Wednesday, June 13, 2012

Book Review: Mistborn: The Final Empire

Science fiction is often seen as a spectrum ranging from hard science fiction to soft science fiction. Material at the hard science fiction end of the spectrum often adheres to the real laws of the universe and when it doesn't it defines technologies that make it possible to overcome those laws. This technology is usually an essential plot point without which the story would fall apart.[1] Examples would include the television series Star Trek [2], the novel Ender's Game, or most of the writings of Isaac Asimov. Soft science fiction, on the other hand, is more character-driven, considers the impact of technology rather than making it a plot point, and can incorporate patently unscientific elements.[3] Examples would include the Star Wars movies, just about everything else written by Orson Scott Card, or most of the writings of Ray Bradbury. Brandon Sanderson, the author of the Mistborn trilogy, has made the case that a similar spectrum exists in fantasy.[4] Hard fantasy has a magic system with definite (and inviolate) rules, consequences, and limitations while soft fantasy has a magic system that is poorly defined and seemingly limitless (even to the point of being used as a deus ex machina). Examples of hard fantasy would be Sanderson's own Mistborn series or David Farland's Runelords series; examples of soft fantasy would be Robert Jordan's The Wheel of Time series [5], Terry Goodkind's The Sword of Truth series [6], or Terry Brooks' Shannara series [7].
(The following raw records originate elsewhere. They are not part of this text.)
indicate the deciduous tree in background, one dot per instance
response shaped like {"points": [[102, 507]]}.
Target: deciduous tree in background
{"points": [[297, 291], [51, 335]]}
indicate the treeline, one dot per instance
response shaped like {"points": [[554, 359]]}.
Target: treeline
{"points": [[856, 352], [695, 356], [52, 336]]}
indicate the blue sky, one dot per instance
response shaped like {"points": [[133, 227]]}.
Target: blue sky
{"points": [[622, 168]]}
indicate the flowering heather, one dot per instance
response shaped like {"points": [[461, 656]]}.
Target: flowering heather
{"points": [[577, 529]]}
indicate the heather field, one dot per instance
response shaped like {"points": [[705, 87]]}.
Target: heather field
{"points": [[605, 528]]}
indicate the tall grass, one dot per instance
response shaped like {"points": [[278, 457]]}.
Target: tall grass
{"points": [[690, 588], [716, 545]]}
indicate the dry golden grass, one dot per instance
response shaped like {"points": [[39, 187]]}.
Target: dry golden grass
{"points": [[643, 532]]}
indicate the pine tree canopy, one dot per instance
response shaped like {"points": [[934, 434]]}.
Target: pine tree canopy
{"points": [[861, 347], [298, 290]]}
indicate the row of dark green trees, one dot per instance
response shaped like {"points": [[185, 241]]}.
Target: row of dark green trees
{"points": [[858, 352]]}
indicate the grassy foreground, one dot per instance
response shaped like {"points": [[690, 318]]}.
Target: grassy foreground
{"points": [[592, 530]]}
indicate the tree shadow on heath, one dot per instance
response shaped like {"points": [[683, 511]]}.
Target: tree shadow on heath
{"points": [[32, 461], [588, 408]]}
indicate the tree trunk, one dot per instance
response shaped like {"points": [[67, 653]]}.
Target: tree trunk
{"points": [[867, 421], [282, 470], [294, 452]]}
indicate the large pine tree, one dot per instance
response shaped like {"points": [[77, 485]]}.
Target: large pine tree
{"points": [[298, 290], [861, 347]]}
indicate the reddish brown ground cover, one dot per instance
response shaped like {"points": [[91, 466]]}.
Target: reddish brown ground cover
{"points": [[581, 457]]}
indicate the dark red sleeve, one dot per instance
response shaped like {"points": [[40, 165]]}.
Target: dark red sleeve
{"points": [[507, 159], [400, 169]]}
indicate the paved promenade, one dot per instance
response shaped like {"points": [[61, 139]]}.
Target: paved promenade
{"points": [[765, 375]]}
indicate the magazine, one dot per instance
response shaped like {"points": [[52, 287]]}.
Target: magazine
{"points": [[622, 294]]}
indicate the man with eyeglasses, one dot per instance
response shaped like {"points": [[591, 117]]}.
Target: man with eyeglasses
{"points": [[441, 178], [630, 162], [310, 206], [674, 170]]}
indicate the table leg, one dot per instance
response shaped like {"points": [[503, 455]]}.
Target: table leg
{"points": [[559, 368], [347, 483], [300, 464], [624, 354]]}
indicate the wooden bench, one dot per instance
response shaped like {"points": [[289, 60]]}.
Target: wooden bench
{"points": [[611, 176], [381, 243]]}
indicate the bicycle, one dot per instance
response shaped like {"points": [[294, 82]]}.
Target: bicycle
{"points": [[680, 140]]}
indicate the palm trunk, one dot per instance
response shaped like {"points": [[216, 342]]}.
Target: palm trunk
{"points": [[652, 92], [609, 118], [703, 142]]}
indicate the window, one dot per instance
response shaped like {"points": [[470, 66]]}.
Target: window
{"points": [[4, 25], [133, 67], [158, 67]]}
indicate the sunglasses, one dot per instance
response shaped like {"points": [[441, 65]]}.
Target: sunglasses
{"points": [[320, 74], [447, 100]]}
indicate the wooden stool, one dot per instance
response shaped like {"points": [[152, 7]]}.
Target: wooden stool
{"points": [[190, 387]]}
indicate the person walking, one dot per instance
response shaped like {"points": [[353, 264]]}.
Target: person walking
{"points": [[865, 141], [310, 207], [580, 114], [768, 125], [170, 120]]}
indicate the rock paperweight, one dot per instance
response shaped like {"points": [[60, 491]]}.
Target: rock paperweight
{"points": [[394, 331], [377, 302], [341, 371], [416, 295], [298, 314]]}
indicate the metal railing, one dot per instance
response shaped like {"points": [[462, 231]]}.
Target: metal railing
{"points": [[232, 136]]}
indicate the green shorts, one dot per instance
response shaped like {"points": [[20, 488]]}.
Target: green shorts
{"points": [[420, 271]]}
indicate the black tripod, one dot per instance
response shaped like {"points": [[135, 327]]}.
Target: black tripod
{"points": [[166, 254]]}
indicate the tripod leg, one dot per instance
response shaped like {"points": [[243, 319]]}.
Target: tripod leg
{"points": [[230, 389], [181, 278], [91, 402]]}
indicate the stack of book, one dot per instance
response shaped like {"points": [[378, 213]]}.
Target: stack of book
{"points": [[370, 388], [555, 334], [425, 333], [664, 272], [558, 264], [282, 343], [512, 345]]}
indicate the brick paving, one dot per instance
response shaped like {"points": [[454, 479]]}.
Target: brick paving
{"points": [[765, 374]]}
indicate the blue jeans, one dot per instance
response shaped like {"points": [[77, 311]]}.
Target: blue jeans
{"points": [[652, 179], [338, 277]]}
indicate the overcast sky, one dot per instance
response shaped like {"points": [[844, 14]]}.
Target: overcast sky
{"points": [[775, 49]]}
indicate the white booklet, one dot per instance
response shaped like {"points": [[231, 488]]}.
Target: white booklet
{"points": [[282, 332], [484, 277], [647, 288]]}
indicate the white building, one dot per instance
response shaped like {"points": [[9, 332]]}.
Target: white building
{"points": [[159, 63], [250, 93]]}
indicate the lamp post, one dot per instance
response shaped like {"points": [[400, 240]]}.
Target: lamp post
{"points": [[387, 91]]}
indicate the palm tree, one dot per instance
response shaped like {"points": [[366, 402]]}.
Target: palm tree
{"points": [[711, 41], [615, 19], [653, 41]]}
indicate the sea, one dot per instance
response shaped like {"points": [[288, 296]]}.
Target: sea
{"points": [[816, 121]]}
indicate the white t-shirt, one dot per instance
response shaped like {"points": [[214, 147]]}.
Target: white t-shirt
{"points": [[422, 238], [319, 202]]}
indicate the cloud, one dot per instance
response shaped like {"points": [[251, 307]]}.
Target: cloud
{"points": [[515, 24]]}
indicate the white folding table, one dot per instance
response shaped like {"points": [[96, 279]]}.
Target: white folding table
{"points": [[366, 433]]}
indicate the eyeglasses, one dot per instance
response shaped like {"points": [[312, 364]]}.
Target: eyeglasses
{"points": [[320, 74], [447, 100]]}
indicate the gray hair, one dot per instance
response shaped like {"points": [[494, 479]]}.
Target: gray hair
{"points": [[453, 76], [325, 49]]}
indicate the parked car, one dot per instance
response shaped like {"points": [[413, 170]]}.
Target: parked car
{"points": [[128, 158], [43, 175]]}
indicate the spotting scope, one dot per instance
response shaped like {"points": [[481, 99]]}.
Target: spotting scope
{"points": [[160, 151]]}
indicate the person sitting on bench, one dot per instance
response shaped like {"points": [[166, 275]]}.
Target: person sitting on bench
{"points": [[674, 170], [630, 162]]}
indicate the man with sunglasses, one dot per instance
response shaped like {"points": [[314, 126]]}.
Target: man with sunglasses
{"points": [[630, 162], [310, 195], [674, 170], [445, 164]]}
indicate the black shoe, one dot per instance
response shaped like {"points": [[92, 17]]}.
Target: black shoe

My verdict: This book was fabulous. I wish I already owned the sequels so I could keep reading. Sanderson's prose is engaging and the magic system (termed allomancy [8]) is interesting. As long as it wasn't raining or snowing (this was a Valentine's Day present), I would read this on my way to and from campus—no matter how cold it was. There are several good plot twists (don't read the back cover of the paperback!—it partially gives away one of them), most of which I didn't foresee. The characters are interesting and vibrant, though some of the things people did seemed implausible human behavior. My only concern is that I felt like Sanderson introduced a spectacular battle early on which may require him to escalate the future fights in order to keep them interesting.


[1] See sci-fi.

[2] Even these definitions are contested and some would classify Star Trek as soft science fiction because it uses impossible technologies (such as faster-than-light travel) or seemingly fantastical elements (e.g. the powers of the Q Continuum).

[3] See science fiction.

[4] This can be summarized in his 'laws'. See's First Law and's Second Law.

[5] Read my review of Towers of Midnight (also written by Brandon Sanderson because Robert Jordan passed away before the series was finished) here.

[6] Read my review of Phantom here.

[7] Read my review of The Gypsy Morph here.

[8] Those with the ability to use allomancy, termed mistings or mistborn (depending on the extent of their ability) ingest different metals (e.g. tin) and 'burn' them to extract abilities from them.